Best of the Decade
Screening Dates
  • February 8, 2020 8:40
  • February 9, 2020 4:00

A smouldering masterpiece … Burning is lyrical, poetic, and mysterious … It blurs the boundary between real and imaginary.”

Giovanni Fulvi, TIFF

A year before his compatriot Boon Joon-ho’s Palme d’Or-winning Parasite, Korean master Lee Chang-dong (Oasis, Poetry) offered his own incendiary and constantly surprising drama set against economic inequality and social disparity in South Korea. Burning pivots around the triangle of underemployed Jong-su; his old neighbour and new maybe-girlfriend Hae-mi; and posh, Porsche-driving Ben, a rival for Hae-mi’s affections.

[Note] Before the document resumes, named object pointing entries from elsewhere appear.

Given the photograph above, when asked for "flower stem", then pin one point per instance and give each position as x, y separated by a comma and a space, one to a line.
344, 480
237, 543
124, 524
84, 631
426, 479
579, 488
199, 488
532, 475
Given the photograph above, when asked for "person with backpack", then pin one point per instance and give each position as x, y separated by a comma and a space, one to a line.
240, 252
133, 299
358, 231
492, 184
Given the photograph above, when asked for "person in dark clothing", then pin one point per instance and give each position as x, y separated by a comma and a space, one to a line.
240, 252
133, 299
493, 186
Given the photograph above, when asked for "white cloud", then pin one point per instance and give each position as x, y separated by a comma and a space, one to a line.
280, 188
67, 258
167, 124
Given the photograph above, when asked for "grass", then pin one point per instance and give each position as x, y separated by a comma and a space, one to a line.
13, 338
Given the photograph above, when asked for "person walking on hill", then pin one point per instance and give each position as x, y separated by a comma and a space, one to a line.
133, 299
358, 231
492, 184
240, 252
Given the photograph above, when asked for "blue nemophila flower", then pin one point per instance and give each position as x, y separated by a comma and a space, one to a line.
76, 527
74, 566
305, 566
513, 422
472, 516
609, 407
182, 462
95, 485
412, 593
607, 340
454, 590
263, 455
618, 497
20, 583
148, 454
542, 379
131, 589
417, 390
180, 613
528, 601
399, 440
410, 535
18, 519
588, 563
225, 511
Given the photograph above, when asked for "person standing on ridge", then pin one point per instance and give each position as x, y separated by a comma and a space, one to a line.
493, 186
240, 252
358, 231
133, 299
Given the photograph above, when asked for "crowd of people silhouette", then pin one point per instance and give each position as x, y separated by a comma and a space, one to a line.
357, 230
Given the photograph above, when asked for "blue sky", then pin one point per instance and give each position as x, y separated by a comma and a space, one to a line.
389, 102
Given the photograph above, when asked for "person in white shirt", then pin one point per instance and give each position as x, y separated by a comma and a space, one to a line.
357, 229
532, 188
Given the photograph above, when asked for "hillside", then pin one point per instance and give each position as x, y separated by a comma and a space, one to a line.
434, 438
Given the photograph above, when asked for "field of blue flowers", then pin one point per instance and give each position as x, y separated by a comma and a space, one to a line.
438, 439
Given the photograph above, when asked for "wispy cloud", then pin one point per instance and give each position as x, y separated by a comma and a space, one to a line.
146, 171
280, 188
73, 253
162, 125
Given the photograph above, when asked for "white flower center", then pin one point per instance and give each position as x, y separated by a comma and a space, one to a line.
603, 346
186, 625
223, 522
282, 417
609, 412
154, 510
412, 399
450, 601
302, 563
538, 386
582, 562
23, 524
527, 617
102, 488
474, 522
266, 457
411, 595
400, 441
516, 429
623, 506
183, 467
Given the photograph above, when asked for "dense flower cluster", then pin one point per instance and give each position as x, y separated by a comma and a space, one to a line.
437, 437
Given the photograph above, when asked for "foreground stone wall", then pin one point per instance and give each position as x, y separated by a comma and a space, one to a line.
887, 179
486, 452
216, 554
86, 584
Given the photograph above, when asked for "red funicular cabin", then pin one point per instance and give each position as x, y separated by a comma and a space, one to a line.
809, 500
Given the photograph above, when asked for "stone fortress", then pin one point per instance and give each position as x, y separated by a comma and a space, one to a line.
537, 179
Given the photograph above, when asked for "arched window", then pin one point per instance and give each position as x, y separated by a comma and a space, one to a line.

The plot involves a mysterious disappearance, and a cat or two. Lee draws stark contrast between the cramped flats of ordinary folks and the luxury homes of the affluent. The film is based on a short story by Japanese literary great and noted feline fancier Haruki Murakami, which accounts for those cats! Lee, long one of Korea’s essential auteurs, is working here at the peak of his powers, even after an eight-year absence from the cinema. Burning won the Critics’ Prize at Cannes.

A triumph … A character study that morphs, with masterly patience, subtlety, and nary a single wasted minute, into a teasing mystery and eventually a full-blown thriller.”